Longtime friend Sen. Tim Lanane, D-Anderson, said he met Errington when she first served in the Senate in 2006. Lanane and Errington share some of the same constituency.

“We’ve worked closely together over the years and have a very easy and good relationship,”  Lanane said. “She’s very knowledgeable and a person who is very passionate about doing things to help her community, and I’ve enjoyed working with her.”

This session, Errington’s House Bill 1366 on sex education in schools that would have included education on sexuality and sexually transmitted diseases didn’t get a hearing and died in the House Education Committee.

Indy Feminist is an activist group that saw the bill and reached out to Errington to make infographics about the bill.

“Even though it didn’t get a hearing, it is getting a public airing,” Errington said.

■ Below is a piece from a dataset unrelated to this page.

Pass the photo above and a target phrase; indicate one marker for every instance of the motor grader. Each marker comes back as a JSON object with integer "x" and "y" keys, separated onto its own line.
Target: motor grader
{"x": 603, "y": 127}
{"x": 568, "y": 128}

HB 1176 on elements of rape was a bill that would define consent, which Errington worked on with Rep. Sharon Negele, R-Attica. Errington said working with someone across the aisle helps move bills along the legislative process faster.

“I found it very nice to work with Rep. Errington,” Negele said. “I like bouncing ideas off of her, and she has resources that she’ll bounce ideas off of, and we both come back together to figure out what’s the best angle.”

Negele said they plan on bringing the elements of rape bill back in the next legislative session.

“I think it shows that when you’re in the majority, you have a much better chance of getting things through,” Errington said. “There’s a lot of conflict in the General Assembly, but there are also areas where we can work with people across the aisle when you build up those relationships.”

Rep. Peggy Mayfield, R-Martinsville, said there are always different opinions, but “you’ve got to roll with it.”

“We disagree, we have different opinions and we deal with that,” Mayfield said. “There is a tremendous amount of collaboration in the Indiana General Assembly, both Republican and Democrat and House and the Senate. It’s the only way you can get this stuff done.”

The bill died in the House committee this session. While none of Errington’s bills passed, she plans to continue bringing up issues like sex education and land banks that she says need serious attention. Errington said she wants to introduce more environmental legislation, and she is currently working on a pollinator study, hoping to create protections since many pollinators are dying.

“Of course, when you have a bill or one you’ve co-authored on and it makes it through, you feel good about that,” Errington said.

This year’s session, then, has been a “mixed bag.”

“There were so many changes,” Errington said. She was happy to vote for the budget for the first time, and the police reform bill she supported passed.

“I guess every year I start out optimistic and hopeful,” Errington said, “and sometimes things do get better.”

Alexa Shrake is a reporter for, a news website powered by Franklin College journalism students.